Accounting for Withholding Tax on Dividends

I was on the SAICA committee that decided that Secondary Tax on Companies was an expense. There was a furious debate at the time as to whether the tax was, in substance, merely part of the normal tax payable by a company or whether it was a tax on the dividend of a company. If it were seen as a tax on dividends, which clearly it was, the charge should not have been an income statement charge but a direct hit to the statement of changes in equity. The accounting framework supported the latter treatment.

So why did our committee decide to treat this as an income statement charge? There were two reasons:

1. The government of the day explained the concept behind STC as an optional tax on profits. If a company wanted to plough back profit for growth, a lesser tax would be payable. If it wanted to pass profits onto its shareholders, a higher tax charge would apply.

2. The users of financial statements had a simple approach to the problem: it’s a tax and a tax is an expense.

In retrospect, I believe that we took the wrong decision. We should have stuck to accounting principles. All sorts of problems arose as a result of this decision, e.g. companies that restructured and paid dividends out of past profits were hit in the current year with a large tax charge, which had nothing to do with the current profitability of the company. I am a shareholder of two companies who postponed the declaration of their dividend thereby penalising their individual shareholders by the higher tax to avoid charging the STC to profits for the year – bonuses based on profits?

Well all of that is now history. Companies thatnow declare dividends are no longer liable for the tax. The tax is an expense of the shareholder and the company withholds the tax and pays it directly to Revenue. This does not apply, for example, where a shareholder is a company as the latter will withhold the tax when it on-pays the dividend to its shareholders, who are not companies. Beware of companies showing lovely growth rates in earnings this year – a large portion of such increase could be due to the change from STC to withholding tax.

I provide a free accounting service to a select number of investors on the JSE. An important measure is to establish whether or not the investor has earned beta (the market return). As we strive to generate alpha (a return over and above the market returns) we need to compare like with like.
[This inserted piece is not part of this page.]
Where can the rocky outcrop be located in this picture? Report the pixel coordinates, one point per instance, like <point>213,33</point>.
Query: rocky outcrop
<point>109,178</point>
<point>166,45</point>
The JSE’s published dividend yields are, quite correctly, arrived at before deducting tax on dividends. This makes sense as not all shareholders are subject to this tax. Shareholders should, therefore, account for tax on dividends as an expense of earning those dividends and not net the tax against the dividends. Netting in accounting is taboo. So one would expect the Johannesburg Stock Exchange to publish dividends declared per share for each company gross of withholding tax. Agree? They actually publish dividends declared per share net of withholding tax despite that fact that the company declares the gross dividend and not all dividends are subject to withholding tax!

I suppose I should not criticise as we, in my opinion, got the accounting treatment of STC wrong.